For software developers, patients, and a growing number of physicians, mobile health (mHealth) is the technological revolution they’ve been waiting for, bringing healthcare to pockets and purses, smartphones and tablets – and eventually straight to the EHR through infusion pumps, blood glucose trackers, and heart monitors. But the foundation for this connected future, driven by the ubiquity of internet-enabled phones and Bluetooth devices, is interoperability. But according to a recent report by PriceWaterhouseCooper (PwC), the ability of devices, apps, and EHR software to integrate with each other is lagging behind industry enthusiasm for mHealth and its extraordinary promises.
As late as June of 2012, more than half of physicians reported that their practice’s IT systems were poorly integrated with the mHealth apps they had chosen to use. And only 15% stated that their mHealth apps worked smoothly with health data systems that patients accessed, an appallingly low figure for such a consumer-facing initiative.
The problem, according to PwC, is a total lack of technical standards and a proprietary approach to software architecture that prevents devices from communicating. “This closed approach is intended to create a dedicated customer base and a competitive advantage for the medical device company,” the report says. “For this reason, many healthcare systems are disparate and difficult to integrate, and only the vendor seems to know the secret on how to unlock the data.”

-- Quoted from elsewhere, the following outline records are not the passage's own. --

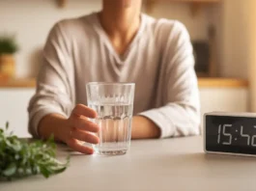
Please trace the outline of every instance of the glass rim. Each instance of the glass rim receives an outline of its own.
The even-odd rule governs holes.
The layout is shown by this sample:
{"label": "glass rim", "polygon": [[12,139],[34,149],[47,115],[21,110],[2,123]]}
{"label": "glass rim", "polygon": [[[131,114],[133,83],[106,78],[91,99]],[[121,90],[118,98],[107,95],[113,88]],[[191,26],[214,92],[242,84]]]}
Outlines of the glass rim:
{"label": "glass rim", "polygon": [[88,82],[86,86],[91,85],[103,85],[103,86],[135,86],[135,83],[127,83],[127,82]]}

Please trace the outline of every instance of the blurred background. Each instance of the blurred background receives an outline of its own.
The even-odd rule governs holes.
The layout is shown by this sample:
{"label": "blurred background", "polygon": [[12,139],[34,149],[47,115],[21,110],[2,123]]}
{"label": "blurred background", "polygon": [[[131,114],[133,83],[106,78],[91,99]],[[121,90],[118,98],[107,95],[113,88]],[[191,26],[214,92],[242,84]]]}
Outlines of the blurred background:
{"label": "blurred background", "polygon": [[[100,5],[101,0],[0,0],[1,127],[9,121],[14,134],[29,136],[27,105],[49,30],[63,18],[100,11]],[[202,115],[256,111],[255,0],[144,0],[143,13],[186,26]]]}

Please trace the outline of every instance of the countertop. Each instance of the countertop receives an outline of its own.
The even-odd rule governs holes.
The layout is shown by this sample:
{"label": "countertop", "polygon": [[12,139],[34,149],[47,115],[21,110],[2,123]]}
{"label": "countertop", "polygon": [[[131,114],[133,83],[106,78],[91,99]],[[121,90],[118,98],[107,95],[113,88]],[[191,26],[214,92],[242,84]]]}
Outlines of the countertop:
{"label": "countertop", "polygon": [[241,191],[255,190],[256,158],[206,154],[202,137],[132,141],[120,156],[71,153],[71,166],[45,179],[41,176],[0,182],[5,191]]}

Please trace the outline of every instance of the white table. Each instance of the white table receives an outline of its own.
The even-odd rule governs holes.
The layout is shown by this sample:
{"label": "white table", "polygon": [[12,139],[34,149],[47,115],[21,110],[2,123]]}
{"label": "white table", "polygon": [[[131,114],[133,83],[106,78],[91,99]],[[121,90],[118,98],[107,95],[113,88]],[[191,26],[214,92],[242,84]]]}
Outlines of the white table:
{"label": "white table", "polygon": [[[65,150],[60,149],[60,159]],[[255,191],[256,158],[205,154],[202,137],[132,141],[126,155],[72,153],[63,174],[0,182],[0,190]]]}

But this path actually produces few benefits for medical device and EHR vendors. Providers are more likely to choose a device or a system if it’s widely compatible with other products, PwC argues, which will boost adoption and satisfaction. Patients will engage with mHealth offerings if they are easy to use, and physicians who are eager to integrate mHealth into their workflow will be able to do so with less effort and loss of productivity if they buy products that work out of the box with their existing equipment.
“Vendors must demonstrate the clinical efficacy and return on investment of mHealth solutions to gain physician acceptance,” the report asserts. “Interoperability plays a key role in this, because it ensures greater data accuracy, which in turn increases the confidence of both physicians and patients. And a device that is interoperable with various systems enhances data security and reliability thus making it easier for device manufacturers to gain regulatory approvals.”
In order to achieve seamless integration, providers and patients must push developers and device manufacturers towards using open standards that promote interoperability and cooperation among industry stakeholders. Only then will mHealth deliver on the promise of lower costs, greater patient engagement, smoother workflows, and a truly connected healthcare ecosystem designed with quality care in mind.